Founded in 1974, Nuance Communications is a legacy provider of natural language processing (NLP) and speech recognition technology.
It’s been a standout in the industry because it’s one of the few companies in the space with size and scale. That’s the result of decades of work and some smart acquisitions of its own.
Here’s why this deal is interesting…
Microsoft doesn’t have much interest in buying technology that it can’t help scale.
If we remember, Microsoft acquired Skype back in 2011 and proceeded to make it a part of the Microsoft Office Suite. In this way, Microsoft made Skype’s technology available to every one of its enterprise customers on the planet. There are now an estimated 1.8 billion Skype users around the world today.
I expect Microsoft will do the same for Nuance’s speech recognition technology. This technology allows users to interact with software applications by voice instead of typing. It’s easy to envision this being incorporated directly into Microsoft Outlook and Word.
I suspect a big motivation for the acquisition was also Microsoft’s interest in Nuance’s health care-related business. Nuance has deals in place that allow doctors to use its technology to dictate notes for patient record keeping rather than writing or typing them.

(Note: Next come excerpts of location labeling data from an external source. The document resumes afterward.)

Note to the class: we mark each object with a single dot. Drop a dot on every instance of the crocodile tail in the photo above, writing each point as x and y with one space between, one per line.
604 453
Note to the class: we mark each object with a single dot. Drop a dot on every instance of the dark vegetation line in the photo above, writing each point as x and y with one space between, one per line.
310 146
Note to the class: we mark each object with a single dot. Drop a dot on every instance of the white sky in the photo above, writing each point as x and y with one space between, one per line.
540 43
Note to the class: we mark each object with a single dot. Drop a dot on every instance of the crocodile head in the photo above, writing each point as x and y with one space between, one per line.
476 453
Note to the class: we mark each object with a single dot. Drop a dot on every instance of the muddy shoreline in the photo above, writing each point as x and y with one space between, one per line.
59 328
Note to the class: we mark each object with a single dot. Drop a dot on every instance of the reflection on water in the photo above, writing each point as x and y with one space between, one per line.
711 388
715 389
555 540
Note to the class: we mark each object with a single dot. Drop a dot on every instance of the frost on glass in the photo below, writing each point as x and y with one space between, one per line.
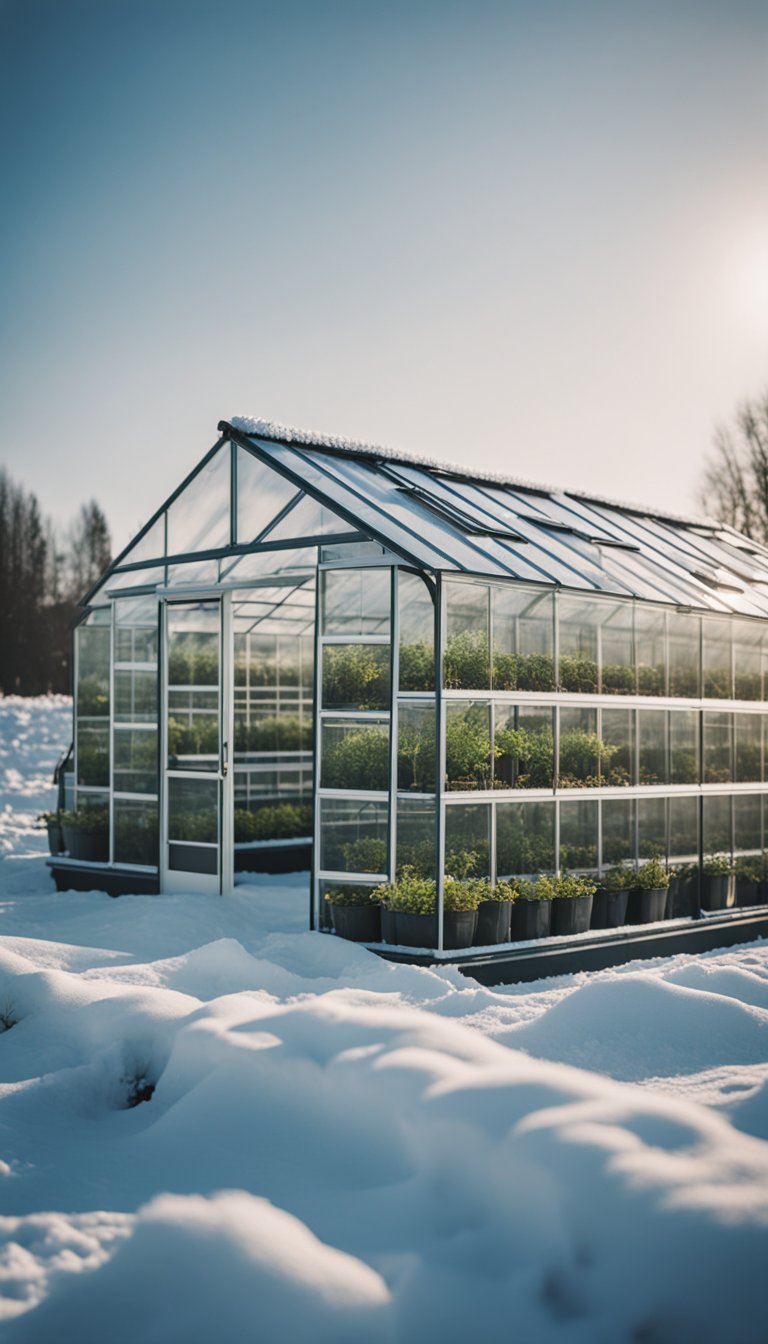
468 840
199 518
523 639
579 835
525 839
579 622
416 633
354 836
357 601
717 731
261 495
523 746
468 745
717 659
467 653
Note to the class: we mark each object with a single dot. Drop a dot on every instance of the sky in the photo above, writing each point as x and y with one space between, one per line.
530 238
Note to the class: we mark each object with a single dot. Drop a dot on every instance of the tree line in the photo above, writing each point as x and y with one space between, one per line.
42 577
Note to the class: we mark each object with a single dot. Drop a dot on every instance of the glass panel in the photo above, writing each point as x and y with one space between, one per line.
579 633
683 729
194 811
651 645
618 651
579 835
354 836
416 633
261 493
653 746
748 747
416 835
357 601
523 743
748 823
653 828
717 747
618 764
717 824
135 831
685 653
523 639
467 656
525 839
354 756
467 745
135 768
199 518
716 659
618 831
580 749
468 840
355 676
416 764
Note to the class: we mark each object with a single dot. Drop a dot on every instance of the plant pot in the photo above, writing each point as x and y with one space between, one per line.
55 836
609 909
647 906
494 919
416 930
459 928
530 919
747 891
570 914
358 924
717 891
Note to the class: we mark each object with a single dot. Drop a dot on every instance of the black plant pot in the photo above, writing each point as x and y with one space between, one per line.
647 906
494 918
530 918
570 914
55 836
358 924
609 909
717 891
459 928
747 891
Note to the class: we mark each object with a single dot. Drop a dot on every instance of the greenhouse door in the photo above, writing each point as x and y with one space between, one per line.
194 747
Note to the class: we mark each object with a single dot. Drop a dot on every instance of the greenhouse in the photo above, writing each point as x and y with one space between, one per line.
460 700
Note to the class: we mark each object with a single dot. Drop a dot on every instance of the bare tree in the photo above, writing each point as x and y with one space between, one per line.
735 485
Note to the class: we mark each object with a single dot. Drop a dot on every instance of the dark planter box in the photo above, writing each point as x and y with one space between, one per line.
494 921
530 918
92 846
717 891
358 924
647 906
570 914
609 909
747 891
459 928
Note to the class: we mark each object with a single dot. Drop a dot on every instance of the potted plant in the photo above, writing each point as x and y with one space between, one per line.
609 902
355 913
531 909
572 903
718 883
495 913
648 893
53 823
748 878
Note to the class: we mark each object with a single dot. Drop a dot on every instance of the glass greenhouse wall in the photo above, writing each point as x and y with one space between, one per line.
314 657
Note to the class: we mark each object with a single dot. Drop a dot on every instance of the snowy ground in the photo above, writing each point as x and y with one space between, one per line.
340 1149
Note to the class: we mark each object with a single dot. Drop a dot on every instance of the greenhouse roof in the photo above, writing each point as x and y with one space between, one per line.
447 518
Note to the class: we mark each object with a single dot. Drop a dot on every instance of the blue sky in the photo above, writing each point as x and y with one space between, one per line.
526 237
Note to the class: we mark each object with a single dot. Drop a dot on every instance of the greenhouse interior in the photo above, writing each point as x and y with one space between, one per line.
479 711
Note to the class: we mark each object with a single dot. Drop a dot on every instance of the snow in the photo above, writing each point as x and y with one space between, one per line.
342 1149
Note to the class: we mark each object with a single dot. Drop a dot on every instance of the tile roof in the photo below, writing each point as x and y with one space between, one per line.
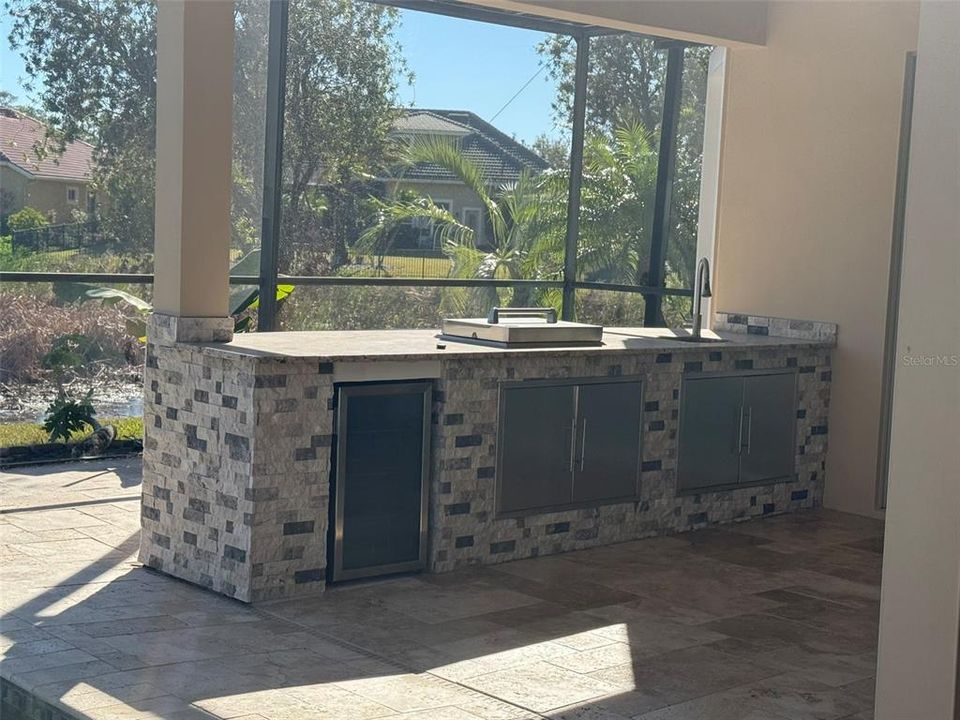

And Microsoft has been trying to break into the medical records industry for years now with limited success. This is a quick way to get a foot in the door.
So this move signals that speech recognition will become a common way to work with computers on the world’s dominant computer software platform – Microsoft Windows. The technology is finally able to provide an alternative to typing.
And the Nuance acquisition will open up a lot of innovation in the space. Microsoft’s competitors – and those who don’t like Microsoft – will be looking for other solutions.
That will be a catalyst, driving other companies to build competing products.
And given the steep price Microsoft paid for Nuance, we can be sure that the venture capital community will be happy to fund innovation in NLP and speech recognition technology. This deal is a clear example of a massive exit, which means that it can happen again.
We will want to keep a close eye on this trend going forward. There may be some great investment opportunities that spring from it in the years to come.